Il paesaggio si mescola con l’antropico:
“Una sola linea costiera si estende in pianura, alle cui spalle, invece, gli edifici si affastellano l’uno sopra l’altro. Palazzi di sei sette piani, collegati al suolo da vertiginose scale, sembrano, se paragonati alle ville, veri e propri grattacieli”.

Il giorno feriale si mescola col festivo:
“Questa musica è residuo dei giorni di festa passati e, insieme, preludio di quelli futuri, poiché il giorno di festa permea irrefrenabilmente ogni singolo giorno di lavoro. […] Un granello di domenica si cela dietro ogni singolo giorno della settimana, e quanti giorni della settimana sono contenuti in questa domenica!”

La vita privata si mescola con la vita pubblica:
“Diffusa, porosa, disseminata è la vita privata. […] L’esistenza, che per i nordeuropei è la più intima delle faccende, qui a Napoli diventa un fatto collettivo. La casa per i napoletani non è un asilo in cui si rifugiano gli uomini, ma un serbatoio da cui senza sosta si riversano all’esterno”.

La lingua si mescola col gesto:
“La lingua dei gesti è qui più viva che in qualsiasi altro luogo in Italia. Il loro modo di comunicare resta per i forestieri impenetrabile”.

E, infine, è a Napoli che la miseria si mescola col lusso:
“Veri e propri laboratori di questo processo di permeazione sono i caffè. La vita, qui dentro, si svolge senza mai ristagnare. Si tratta di spazi scarni e aperti, simili a caffè popolari per operai, tutto il contrario dei caffè viennesi intesi come ristretti circoli letterari della borghesia”.

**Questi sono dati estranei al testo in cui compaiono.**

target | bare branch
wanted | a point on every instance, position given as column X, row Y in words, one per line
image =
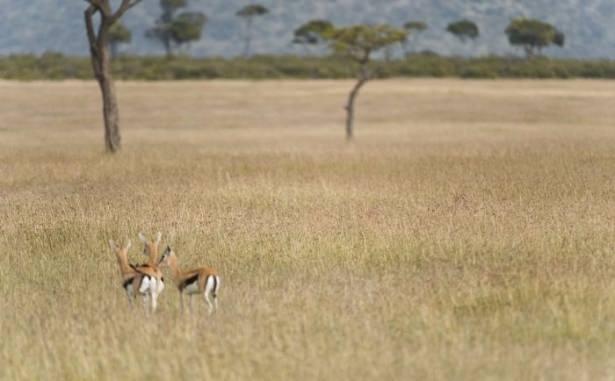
column 102, row 6
column 89, row 25
column 124, row 7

Ma la citazione più emblematica sulla porosità di Napoli e dei napoletani che si può ricavare da questo brevissimo saggio e con cui vale la pena concludere il discorso, è la seguente: “Porosità significa non solo, o non tanto, l’indolenza meridionale nell’operare, bensì piuttosto, e soprattutto, l’eterna passione per l’improvvisare”.